Read the text. The direct current motor is one of the first machines for converting electrical power into mechanical power

Dc motors

The direct current motor is one of the first machines for converting electrical power into mechanical power. Permanent magnet direct current motor converts electrical energy into mechanical energy through the interaction of two magnet fields. One field is produced by a permanent magnet assembly; the other field is produced by an electrical current flowing in the motor windings. These two fields result in a torque which tends to rotate the rotor. As the rotor turns, the current in the windings is commutated to produce a continuous torque output. The stationary electromagnetic field of the motor can be wire-wound like the armature (called a wound-field motor) or can be made up of permanent magnets (called a permanent magnet motor).
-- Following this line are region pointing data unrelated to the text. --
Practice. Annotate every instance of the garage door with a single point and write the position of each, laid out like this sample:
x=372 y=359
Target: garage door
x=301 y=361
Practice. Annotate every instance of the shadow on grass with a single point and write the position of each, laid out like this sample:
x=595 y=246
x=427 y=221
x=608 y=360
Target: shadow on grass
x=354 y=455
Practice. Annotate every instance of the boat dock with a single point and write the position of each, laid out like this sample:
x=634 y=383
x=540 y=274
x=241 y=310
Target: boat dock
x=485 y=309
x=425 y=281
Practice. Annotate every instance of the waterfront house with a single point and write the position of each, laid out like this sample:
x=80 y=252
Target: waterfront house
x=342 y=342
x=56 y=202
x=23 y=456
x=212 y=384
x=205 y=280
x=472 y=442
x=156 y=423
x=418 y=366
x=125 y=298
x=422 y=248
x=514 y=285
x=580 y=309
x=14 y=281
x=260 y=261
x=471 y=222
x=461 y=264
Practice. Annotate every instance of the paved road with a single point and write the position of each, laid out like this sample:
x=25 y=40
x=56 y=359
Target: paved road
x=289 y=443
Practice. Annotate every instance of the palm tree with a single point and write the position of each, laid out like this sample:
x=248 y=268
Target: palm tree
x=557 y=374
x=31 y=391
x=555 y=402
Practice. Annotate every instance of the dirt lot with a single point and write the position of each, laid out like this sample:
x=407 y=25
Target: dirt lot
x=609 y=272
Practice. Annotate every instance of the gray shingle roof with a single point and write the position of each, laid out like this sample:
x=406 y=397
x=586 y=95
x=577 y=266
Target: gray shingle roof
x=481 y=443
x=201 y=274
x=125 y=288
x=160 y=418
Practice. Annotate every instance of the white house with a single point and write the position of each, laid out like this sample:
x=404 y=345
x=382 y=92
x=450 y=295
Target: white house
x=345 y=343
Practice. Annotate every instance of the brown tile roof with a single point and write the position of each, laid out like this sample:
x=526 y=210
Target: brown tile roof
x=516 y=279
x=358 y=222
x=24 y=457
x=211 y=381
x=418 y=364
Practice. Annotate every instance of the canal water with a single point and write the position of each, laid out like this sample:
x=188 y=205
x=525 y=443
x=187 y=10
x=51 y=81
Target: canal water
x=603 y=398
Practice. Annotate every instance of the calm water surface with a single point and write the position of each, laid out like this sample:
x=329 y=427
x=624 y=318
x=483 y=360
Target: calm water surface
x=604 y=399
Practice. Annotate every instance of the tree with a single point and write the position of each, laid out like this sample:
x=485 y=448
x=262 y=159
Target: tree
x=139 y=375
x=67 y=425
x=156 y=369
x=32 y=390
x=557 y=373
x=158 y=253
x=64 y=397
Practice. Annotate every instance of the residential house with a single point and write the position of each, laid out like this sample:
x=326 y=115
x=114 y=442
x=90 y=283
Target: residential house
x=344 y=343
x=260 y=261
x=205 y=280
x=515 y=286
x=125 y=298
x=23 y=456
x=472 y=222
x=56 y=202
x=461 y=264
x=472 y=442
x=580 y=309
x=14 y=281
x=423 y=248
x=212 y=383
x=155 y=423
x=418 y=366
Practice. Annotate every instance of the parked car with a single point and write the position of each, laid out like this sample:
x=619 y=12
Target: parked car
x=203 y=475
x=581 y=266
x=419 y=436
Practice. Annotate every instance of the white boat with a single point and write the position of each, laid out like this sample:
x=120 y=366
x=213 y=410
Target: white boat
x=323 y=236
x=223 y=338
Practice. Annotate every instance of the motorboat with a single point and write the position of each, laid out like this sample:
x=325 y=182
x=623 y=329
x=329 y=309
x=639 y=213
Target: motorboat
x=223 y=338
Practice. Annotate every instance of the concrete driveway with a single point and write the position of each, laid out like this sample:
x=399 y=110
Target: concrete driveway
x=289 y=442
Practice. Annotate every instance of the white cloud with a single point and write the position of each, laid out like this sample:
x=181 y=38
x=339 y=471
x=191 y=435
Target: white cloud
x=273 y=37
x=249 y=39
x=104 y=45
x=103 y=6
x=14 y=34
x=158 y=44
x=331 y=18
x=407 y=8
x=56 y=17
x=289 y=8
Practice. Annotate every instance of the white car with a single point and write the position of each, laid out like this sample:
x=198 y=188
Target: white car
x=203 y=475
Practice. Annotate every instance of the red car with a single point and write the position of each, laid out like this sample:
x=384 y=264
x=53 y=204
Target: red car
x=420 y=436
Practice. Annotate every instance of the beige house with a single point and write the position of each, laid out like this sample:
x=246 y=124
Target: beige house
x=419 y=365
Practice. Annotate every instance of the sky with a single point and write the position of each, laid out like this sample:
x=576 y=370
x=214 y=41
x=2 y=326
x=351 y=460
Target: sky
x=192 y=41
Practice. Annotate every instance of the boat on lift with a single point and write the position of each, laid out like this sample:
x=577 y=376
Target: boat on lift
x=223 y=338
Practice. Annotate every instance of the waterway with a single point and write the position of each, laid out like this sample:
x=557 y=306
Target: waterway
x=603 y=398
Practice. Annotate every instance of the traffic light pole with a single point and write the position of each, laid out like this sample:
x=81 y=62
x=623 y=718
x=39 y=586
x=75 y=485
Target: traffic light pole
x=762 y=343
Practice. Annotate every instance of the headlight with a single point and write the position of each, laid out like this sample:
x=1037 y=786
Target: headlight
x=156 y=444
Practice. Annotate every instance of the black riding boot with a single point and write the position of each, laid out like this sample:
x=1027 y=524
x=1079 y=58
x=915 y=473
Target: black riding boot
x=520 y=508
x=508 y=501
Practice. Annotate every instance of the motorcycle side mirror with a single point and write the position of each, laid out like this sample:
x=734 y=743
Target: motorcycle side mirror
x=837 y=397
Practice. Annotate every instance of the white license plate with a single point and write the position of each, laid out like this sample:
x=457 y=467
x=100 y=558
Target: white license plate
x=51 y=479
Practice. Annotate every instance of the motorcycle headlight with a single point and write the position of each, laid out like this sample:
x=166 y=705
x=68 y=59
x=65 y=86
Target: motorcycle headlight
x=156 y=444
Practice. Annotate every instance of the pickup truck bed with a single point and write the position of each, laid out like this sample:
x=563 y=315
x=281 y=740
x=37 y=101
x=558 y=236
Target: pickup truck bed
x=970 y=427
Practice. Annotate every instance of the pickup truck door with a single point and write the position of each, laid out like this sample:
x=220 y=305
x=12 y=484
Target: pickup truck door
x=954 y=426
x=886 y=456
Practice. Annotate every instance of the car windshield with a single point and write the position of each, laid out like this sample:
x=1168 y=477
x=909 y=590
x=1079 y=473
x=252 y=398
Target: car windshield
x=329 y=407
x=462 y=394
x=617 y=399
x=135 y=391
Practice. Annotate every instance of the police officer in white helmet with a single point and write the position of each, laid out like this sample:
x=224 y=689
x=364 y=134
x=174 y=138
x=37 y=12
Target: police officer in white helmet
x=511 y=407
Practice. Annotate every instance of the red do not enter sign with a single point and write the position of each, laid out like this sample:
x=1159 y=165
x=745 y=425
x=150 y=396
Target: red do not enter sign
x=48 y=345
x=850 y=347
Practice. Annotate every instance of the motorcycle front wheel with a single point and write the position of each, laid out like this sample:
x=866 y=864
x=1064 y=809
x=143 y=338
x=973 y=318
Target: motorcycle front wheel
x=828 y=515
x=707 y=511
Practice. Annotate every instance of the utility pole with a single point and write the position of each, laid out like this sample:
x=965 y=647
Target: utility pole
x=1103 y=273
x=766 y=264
In either style (wound-field or permanent magnet) the commutator acts as half of a mechanical switch and rotates with the armature as it turns. The commutator is composed of conductive segments (called bars), usually made of copper, which represent the termination of individual coils of wire distributed around the armature. The second half of the mechanical switch is completed by the brushes. These brushes typically remain stationary with the motor’s housing but ride on the rotating commutator. As electrical energy passes through the brushes and consequently through the armature a torsion force is generated as a reaction between the motor’s field and the armature causing the motor’s armature to run. As the armature turns, the brushes switch adjacent bars on the commutator. This switching action transfers the electrical energy to an adjacent winding on the armature which in turn perpetuates the torsion motion of the armature.

Permanent magnet motors are probably the most commonly used DC motors, but there are some other types of DC motors. DC motors operate from a direct current power source. Movement of the magnetic field is achieved by switching current between coils within the motor. This action is called “commutation”. You can use dc-brush motors in a in a variety of applications. A simple permanent-magnet dc motor is an essential element in a variety of products, such as toys, servo mechanisms, valve actuators, robots and automotive electronics. There are several typical advantages of a PM motor. When compared to AC or wound-field DC motors, PM motors are usually physically smaller in overall size and lighter for a given power rating. Furthermore, since the motor’s field, created by the permanent magnet, is constant, the relationship between torque and speed is very linear. A PM motor can provide relatively high torque at low speeds and PM field provides disadvantages though, those mostly being high current during a stall condition and during circuitry. Furthermore, some magnet materials can be damaged when subjected to excessive heat and some loose field strength if the motor is disassembled.